Last year, 354 people died on Massachusetts roads.
In Boston alone, about 20 people die every year in traffic crashes, according to city data.
Safe streets advocates are calling for officials to do more to reduce the human toll of traffic crashes. In a vigil held Sunday to call attention to the victims of traffic crashes, participants placed hundreds of yellow roses and white cardboard silouhettes on the steps of the State House to offer a tangible representation of the lives lost.
The vigil was one of many held across the globe on World Remembrance Day.
"Each cut-out represents a person who was killed," Andrew McFarland, of Livable Streets Alliance, said.
Silhouettes pepper Boston streets to call attention to the locations of fatal crashes.
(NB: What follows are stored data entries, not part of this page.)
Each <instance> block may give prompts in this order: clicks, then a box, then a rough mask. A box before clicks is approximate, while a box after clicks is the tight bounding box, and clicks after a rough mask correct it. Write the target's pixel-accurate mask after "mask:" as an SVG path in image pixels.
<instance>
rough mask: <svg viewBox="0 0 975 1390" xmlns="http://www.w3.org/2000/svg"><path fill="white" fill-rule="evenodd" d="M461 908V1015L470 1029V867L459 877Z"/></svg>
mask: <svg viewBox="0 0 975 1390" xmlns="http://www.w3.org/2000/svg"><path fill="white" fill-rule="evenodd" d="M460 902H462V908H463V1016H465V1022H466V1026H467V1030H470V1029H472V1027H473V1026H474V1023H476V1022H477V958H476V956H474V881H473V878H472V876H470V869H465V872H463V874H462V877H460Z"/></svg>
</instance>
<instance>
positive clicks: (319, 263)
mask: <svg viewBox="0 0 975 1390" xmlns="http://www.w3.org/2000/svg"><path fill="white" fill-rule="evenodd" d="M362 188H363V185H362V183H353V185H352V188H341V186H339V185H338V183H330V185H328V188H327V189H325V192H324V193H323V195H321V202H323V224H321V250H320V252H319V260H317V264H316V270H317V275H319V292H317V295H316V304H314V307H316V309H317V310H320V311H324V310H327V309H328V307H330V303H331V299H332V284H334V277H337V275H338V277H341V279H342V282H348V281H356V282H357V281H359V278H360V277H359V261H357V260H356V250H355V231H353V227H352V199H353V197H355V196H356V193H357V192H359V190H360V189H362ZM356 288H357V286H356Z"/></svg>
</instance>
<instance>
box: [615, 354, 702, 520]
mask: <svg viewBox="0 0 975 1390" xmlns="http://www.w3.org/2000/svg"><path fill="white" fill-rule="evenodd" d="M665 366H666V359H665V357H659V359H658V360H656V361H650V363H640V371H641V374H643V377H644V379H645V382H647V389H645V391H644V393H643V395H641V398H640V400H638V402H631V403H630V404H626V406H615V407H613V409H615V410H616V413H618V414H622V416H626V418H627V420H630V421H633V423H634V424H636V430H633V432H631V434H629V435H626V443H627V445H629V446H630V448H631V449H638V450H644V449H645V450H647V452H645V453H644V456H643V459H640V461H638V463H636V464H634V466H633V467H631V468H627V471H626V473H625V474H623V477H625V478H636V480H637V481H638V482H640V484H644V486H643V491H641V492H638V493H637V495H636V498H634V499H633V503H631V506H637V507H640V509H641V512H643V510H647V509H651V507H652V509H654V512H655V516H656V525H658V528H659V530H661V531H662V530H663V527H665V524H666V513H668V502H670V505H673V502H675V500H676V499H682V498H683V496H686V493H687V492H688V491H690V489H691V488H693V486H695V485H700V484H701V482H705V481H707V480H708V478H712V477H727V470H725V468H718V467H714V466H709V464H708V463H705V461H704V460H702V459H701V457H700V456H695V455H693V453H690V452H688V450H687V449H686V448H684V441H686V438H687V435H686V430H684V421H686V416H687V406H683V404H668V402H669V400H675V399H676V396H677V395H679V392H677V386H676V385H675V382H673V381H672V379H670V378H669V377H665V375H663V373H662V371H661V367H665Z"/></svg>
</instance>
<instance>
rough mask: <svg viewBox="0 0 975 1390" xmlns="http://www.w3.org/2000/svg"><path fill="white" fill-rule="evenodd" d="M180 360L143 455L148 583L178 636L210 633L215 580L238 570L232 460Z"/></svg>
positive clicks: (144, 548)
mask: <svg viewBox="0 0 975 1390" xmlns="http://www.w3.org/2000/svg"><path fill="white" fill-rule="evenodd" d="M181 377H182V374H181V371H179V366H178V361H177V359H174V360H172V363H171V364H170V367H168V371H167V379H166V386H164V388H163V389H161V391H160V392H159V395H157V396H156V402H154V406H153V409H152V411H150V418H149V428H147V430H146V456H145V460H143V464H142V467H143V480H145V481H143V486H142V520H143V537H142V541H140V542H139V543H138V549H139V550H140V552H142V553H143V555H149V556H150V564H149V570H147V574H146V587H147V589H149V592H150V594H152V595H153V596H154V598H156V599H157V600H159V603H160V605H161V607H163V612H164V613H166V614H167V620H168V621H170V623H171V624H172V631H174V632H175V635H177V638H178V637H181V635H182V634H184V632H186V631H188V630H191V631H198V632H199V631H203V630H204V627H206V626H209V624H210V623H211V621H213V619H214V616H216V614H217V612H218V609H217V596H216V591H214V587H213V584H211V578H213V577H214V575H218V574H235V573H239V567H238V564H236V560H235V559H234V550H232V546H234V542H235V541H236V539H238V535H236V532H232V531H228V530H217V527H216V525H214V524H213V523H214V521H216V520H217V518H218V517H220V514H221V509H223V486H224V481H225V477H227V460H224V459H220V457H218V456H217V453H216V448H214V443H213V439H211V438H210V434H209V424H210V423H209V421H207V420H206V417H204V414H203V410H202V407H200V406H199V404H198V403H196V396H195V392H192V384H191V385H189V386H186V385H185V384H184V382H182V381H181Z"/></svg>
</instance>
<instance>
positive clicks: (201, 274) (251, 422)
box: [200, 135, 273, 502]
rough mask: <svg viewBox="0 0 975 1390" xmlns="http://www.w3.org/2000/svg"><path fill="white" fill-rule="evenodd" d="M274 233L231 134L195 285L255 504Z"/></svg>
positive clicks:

One silhouette was placed beside a Washington Street crosswalk in Roslindale in memory of Silvia Acosta, a 78-year-old woman who was killed trying to cross the street.
They are meant as symbols to remember those who have lost their lives, and also to inspire change, Rebecca Wolfson, executive director of the Boston Cyclists Union, said.
“Since our first World Day of Remembrance last year, some progress has been made in the Boston area,” she said. “Unfortunately, we’ve seen an increase in traffic fatalities this year over 2015. We need a commitment from all of our elected officials in order to eliminate traffic fatalities.”
That progress is the city's commitment to a future with zero traffic-related deaths. The program, called Vision Zero, is a promise to eliminate — or at least dramatically reduce — the number of traffic fatalities on city streets by 2030.
Boston sees 1,300 traffic incidents a year requiring emergency medical services.
"While only a handful of these crashes are fatal, every tragedy leaves a trail of grieving family and friends, and the despair of unfulfilled potential. As mayor, I see the real people behind these statistics; I share the grief, pain, and sense of loss that every crash report represents," Mayor Marty Walsh said in a news release.